As the COVID-19 pandemic progresses, we cheer ourselves by thinking of future socializing in-person. We also think about returning to work or activities we love. These hopes help us through the challenges of physical distancing. Moreover, these challenges show us that we can be more flexible or more creative than we thought we could. For instance, organizations, from media outlets to stores, have adapted to new ways of providing information during the pandemic. Many of these adaptations are also practices that make information more accessible for viewers with disabilities. More information is being offered online, in accessible formats, or with communication supports. In the post-COVID-19 future, more people may recognize the value of adapting information to meet citizens’ diverse needs. Consequently, more service providers may improve their accessible formats after the COVID-19 pandemic.

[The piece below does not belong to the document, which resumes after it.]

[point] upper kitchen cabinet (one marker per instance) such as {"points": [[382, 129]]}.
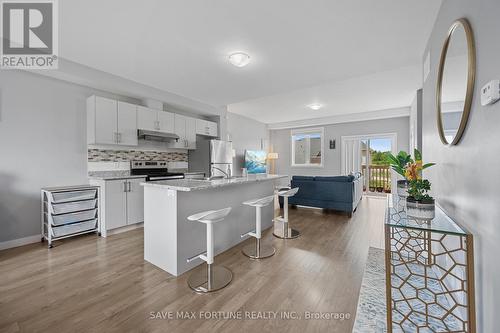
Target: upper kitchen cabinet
{"points": [[111, 122], [205, 127], [127, 124], [185, 128], [155, 120]]}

Accessible Formats After the COVID-19 Pandemic

As businesses encourage people to stay home and contact them remotely, people rely more on online information. For instance, more people may now use apps to access store flyers instead of reading hard-copy print versions. Similarly, people may order groceries online rather than browsing store aisles in person. Moreover, these ways of accessing information online may be new to some customers. As a result, staff may be supporting customers by describing how their online services work, or troubleshooting remotely.

In short, businesses and other organizations have started adapting the ways they communicate in order to reach a wider audience. In the same way, organizations can just as easily provide more information in accessible formats. For instance, online information, from COVID-19 news to flyers about sales, reaches more people through websites accessible to computer users with disabilities. Websites become accessible by complying with Web Content Accessibility Guidelines (WCAG) 2.0, Level AA, an international standard. When online information is accessible, computer users with disabilities can read it in many ways, including:

  • Braille, through a Braille printer or Braille display
  • Large print, using screen magnification software
  • Audio, through screen reading software

Businesses and other organizations are becoming accustomed to providing information in different ways. These organizations may want to start making their information accessible, to welcome new viewers and customers. Furthermore, organizations that have started offering accessible formats may recognize their benefits and offer them on an ongoing basis.